Saya mempelajari sistem khilafah yang ditawarkan banyak orang dari berbagai literatur klasik. Salah satu yang saya pelajari adalah sebuah kitab berjudul “al Khiafah Wal Mulk” karya Ibn Taymiyyah. Defenisi yang ditawarkan Ibn Taymiyyah dalam buku ini soal khalifah adalah orang yang mengganti posisi atau kedudukan orang lain.
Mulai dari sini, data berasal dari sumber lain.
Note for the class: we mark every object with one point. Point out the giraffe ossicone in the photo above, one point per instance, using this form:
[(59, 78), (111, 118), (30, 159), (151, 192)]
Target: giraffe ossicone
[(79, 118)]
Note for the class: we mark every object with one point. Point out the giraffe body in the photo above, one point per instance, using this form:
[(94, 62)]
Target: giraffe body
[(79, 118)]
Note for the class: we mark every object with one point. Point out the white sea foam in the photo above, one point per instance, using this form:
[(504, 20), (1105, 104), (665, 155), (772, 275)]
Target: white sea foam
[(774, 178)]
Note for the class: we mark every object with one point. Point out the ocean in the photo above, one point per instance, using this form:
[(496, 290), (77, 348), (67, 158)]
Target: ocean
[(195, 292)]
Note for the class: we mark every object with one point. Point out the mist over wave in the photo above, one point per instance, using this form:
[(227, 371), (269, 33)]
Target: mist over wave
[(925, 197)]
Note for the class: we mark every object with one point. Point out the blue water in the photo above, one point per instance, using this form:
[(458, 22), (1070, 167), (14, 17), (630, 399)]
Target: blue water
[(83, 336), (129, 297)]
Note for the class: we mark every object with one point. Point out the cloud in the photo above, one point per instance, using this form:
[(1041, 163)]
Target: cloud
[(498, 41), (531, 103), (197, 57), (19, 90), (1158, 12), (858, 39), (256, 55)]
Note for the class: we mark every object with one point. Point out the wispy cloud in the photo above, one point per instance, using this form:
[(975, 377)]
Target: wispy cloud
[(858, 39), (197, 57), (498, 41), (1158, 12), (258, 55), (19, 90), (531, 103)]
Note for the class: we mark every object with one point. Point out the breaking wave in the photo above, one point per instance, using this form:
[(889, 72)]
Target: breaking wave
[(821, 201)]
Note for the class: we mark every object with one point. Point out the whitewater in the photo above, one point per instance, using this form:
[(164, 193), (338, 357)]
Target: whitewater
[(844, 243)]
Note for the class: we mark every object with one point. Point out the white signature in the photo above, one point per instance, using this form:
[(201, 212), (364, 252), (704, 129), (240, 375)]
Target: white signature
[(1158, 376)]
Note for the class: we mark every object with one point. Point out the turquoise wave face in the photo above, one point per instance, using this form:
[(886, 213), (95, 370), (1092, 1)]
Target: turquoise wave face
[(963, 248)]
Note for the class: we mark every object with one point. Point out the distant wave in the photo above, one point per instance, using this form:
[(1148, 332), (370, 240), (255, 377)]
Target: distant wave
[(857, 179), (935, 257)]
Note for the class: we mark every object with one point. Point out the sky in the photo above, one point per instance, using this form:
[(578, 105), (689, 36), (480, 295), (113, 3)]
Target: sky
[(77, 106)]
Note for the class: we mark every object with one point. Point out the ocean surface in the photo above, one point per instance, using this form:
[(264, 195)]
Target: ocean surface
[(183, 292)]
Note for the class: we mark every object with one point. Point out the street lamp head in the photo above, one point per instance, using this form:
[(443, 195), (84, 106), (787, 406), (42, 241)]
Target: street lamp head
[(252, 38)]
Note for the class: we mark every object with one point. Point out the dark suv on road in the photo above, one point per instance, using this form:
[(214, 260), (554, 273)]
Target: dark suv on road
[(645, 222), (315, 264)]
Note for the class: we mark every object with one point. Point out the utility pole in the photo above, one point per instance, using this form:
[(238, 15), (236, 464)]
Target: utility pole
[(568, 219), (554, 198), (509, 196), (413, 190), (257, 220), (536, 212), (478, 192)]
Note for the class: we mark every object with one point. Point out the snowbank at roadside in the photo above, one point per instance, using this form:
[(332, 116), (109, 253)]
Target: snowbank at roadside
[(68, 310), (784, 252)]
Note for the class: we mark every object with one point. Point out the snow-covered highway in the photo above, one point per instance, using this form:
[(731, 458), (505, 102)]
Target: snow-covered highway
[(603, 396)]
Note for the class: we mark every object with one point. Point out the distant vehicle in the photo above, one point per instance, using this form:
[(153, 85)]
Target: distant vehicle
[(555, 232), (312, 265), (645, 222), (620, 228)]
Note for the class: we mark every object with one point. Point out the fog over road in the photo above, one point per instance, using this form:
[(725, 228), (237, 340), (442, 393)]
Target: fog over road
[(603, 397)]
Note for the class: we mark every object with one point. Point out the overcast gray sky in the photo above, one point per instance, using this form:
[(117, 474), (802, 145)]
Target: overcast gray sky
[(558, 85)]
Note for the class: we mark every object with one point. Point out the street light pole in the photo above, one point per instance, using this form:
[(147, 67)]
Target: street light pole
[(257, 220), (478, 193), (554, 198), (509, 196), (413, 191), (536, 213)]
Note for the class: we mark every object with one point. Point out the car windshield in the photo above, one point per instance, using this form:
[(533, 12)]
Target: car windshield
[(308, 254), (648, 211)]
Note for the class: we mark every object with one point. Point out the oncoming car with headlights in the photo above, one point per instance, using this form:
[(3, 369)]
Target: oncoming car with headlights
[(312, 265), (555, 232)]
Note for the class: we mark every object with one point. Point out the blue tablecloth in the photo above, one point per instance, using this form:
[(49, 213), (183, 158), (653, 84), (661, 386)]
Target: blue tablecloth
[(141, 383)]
Dasar pemikiran Ibn Taymiyyah adalah bahwa dalam beberapa hadits, Nabi selalu menganjurkan agar ada seorang pemimpin, baik dalam perjalanan maupun dalam kelompok.

Ibn Taymiyyah tidak mendefenisikan khalifah sebagai pengganti dari orang lain (khalafan ‘an ghairih). Karena, demikian Ibn Taymiyyah, khalifah merupakan hamba Allah, makhluk biasa, dan tidak lepas dari salah dan dosa (‘abdullah, makhluqun, la ma’shumun).  Oleh karena itu Ibn Taymiyyah menolak keras apa yang dikatakan oleh Ibn Araby bahwa khalifah merupakan pengganti dari Allah (naib ‘anillah). Secara spesifik Ibn Taymiyyah mengatakan Allah tidak memiliki pengganti (khalifah), tetapi khalifah yang dimaksud disini adalah pengganti dari orang lain. (la yajuzu an yakuna lillah khalifatan, bal huwa al khalifah lighairih).

Ibn Taymiyyah benar. Karena apabila disandarkan pada pendapat Abu Bakar, ra. jelas bahwa tidak ada pengganti Allah. Ketika seseorang memanggil Abu Bakar, ra. dengan panggilan “ya khalifatallah”, beliau menolak. Lastu bi khalifatillah wala kinny khalifatu rasulillah saw.. Saya bukan pengganti Allah tetapi saya hanyalah khalifah (pengganti) Rasulillah. Bahkan dalam pidato pertamanya, setelah diangkat menjadi khalifah kala itu, Abu Bakar dengan terang benderang mengatakan bahwa dirinya bukan yang terbaik. Sehingga beliau meminta untuk mentaatinya jika benar menurut al Qur’an dan hadits dan mengabaikannya jika menyalahi keduanya.

Lebih lanjut, Ibn Taymiyyah mengatakan bahwa seorang khalifah itu sangat mungkin salah. Kalau pun melakukan kebenaran tidak selamanya diterima oleh semua kalangan. Hal ini karena kebijakan seorang khalifah terkadang memang mampu menyelesaiakan persoalan umat namun sesekali mengalami kegagalan. Taratan yakunu kamilan mani’an min jami’il adza wa taratan la yamnau illa ba’dh al adza. Namun hal terpenting yang harus dikuatkan dalam hati seorang khalifah adalah tekad bulat untuk mensejahterakan seluruh umat dengan cara yang adil dan bijaksana. Oleh karena itu, Ibn Taymiyyah tidak mempersoalkan apakah orang tersebut dinamai khalifah, raja, atau sulthan. Karena kunci utama yang ditekankan oleh Ibn Taymiyyah bukan pada persoalan nama tapi kepada sikap dan tekad untuk menegakkan keadilan.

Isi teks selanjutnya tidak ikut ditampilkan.